Jonathan Frakes says the chances of more Star Trek movies are slim because "TV is the future."

By Michileen Martin | Updated

jonathan frakes star trek movies

Jonathan Frakes thinks that while Star Trek remains set in the future, its movies are a thing of the past. The man best known as playing Will Riker in multiple series and films in the franchise recently spoke to SFX Magazine (via /Film), and among other things he cast doubt on the prospect of more films in the franchise. “TV is the future,” Frakes said, while giving examples of big names of filmmakers who have tried and failed to make Trek movies since 2016’s Star Trek Beyond.

Talking about the current cinematic climate, Frakes said:

“Movies are tough! Even JJ [Abrams] can’t get this fourth movie off the ground. All those wonderful rumors?
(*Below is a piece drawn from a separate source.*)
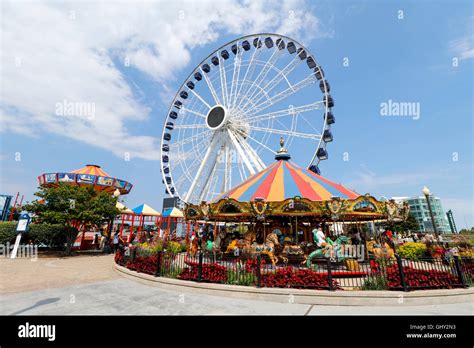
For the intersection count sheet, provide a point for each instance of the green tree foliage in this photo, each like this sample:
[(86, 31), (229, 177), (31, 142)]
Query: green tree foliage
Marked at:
[(72, 207)]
Noah Hawley was attached to a Star Trek movie, and Quentin was toying with people’s emotions about doing a movie. If those two names can’t get a f—in movie made, I don’t know. TV is the future, it seems to me.”
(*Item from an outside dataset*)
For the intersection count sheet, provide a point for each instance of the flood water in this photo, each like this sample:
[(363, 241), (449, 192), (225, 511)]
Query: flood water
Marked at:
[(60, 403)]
-Jonathan Frakes, SFX Magazine

Jonathan Frakes should know a thing or two about the difficulty of making Star Trek movies, considering he not only starred in four of them, but directed two. In fact, while he made his directorial bones helming individual episodes of Trek series like The Next Generation, Deep Space Nine, and Voyager, Frakes’ feature directorial debut was on 1996’s Star Trek: First Contact, which would prove to be the most commercially successful film of the franchise until 2009’s Star Trek. He also directed and starred in the 1998 follow-up to First Contact, Star Trek: Insurrection.
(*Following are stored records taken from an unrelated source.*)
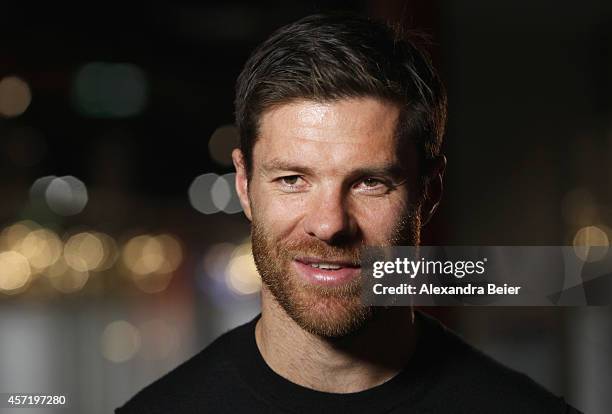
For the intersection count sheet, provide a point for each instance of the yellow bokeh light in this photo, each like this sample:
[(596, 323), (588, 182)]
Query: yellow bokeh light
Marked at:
[(41, 247), (65, 278), (110, 251), (84, 252), (15, 96), (591, 243), (145, 254), (15, 272)]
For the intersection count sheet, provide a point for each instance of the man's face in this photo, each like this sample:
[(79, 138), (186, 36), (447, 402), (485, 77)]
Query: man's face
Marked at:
[(327, 179)]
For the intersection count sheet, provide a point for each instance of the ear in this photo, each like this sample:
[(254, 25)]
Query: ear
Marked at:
[(433, 190), (242, 183)]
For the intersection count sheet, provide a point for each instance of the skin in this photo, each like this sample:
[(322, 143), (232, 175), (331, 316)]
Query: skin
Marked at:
[(328, 177)]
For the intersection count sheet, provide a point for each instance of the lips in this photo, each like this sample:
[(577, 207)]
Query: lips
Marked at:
[(326, 272)]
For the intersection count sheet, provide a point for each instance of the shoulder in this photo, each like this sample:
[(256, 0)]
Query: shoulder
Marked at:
[(207, 376), (475, 382)]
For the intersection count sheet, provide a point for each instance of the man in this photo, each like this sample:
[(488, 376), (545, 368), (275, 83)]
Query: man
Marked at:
[(341, 123)]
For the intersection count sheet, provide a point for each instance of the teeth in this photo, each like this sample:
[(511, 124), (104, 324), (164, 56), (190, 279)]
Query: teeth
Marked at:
[(328, 266)]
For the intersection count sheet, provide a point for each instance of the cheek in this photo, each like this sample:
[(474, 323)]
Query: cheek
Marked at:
[(279, 212), (378, 219)]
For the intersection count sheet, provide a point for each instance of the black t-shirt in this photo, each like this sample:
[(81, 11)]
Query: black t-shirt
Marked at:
[(445, 375)]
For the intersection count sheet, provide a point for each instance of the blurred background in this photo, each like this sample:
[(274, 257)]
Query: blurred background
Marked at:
[(123, 250)]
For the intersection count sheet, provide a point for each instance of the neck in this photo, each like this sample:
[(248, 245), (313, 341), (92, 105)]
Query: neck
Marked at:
[(361, 361)]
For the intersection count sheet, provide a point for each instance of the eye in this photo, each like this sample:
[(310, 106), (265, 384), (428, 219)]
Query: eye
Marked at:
[(375, 186), (290, 179), (371, 182), (291, 183)]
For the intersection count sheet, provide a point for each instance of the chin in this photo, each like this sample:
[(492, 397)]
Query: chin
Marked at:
[(329, 317)]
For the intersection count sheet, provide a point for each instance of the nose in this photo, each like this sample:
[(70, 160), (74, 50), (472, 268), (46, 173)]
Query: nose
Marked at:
[(329, 218)]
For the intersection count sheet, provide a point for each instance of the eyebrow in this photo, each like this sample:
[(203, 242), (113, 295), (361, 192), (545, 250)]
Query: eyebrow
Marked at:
[(388, 169)]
jonathan frakes star trek movies
Data (Brent Spiner) checking the accuracy of Will Riker’s (Jonathan Frakes) “smooth as an android’s bottom” claim in Star Trek: Insurrection (1998)

It’s difficult to dismiss his point about television being “the future.” While, as Jonathan Frakes points out, the fourth of the Kelvin Timeline Star Trek movies has failed to materialize in spite of the efforts of influential and acclaimed filmmakers, on television there has never been more Trek. When Star Trek: Strange New Worlds debuted last summer, it marked the first time there were five series in the franchise — along with Discovery, Picard, Lower Decks, and Prodigy — running concurrently.

Sure, that might make you think Paramount has over-saturated the market with Trek, but it isn’t just the quantity of Trek out there, but the quality. Shows like Discovery and Picard have proven divisive among the fandom narratively, but visually the effects in just about any single episode of Discovery or Strange New Worlds are as impressive as, or in some cases more impressive than, anything we’ve seen in a Trek movie. What would be the point of paying to see a Star Trek movie when you can just subscribe to Paramount+ and wait for the next episode?

Whether or not Jonathan Frakes is right about his bleak outlook on the future of Star Trek movies, the franchise itself is far from done putting out content. The third and final season of Star Trek: Picard debuts on Paramount+ on Thursday, February 16. No firm premiere dates have been announced yet, but Season 2 of Strange New Worlds and Season 5 of Discovery are also expected to arrive this year.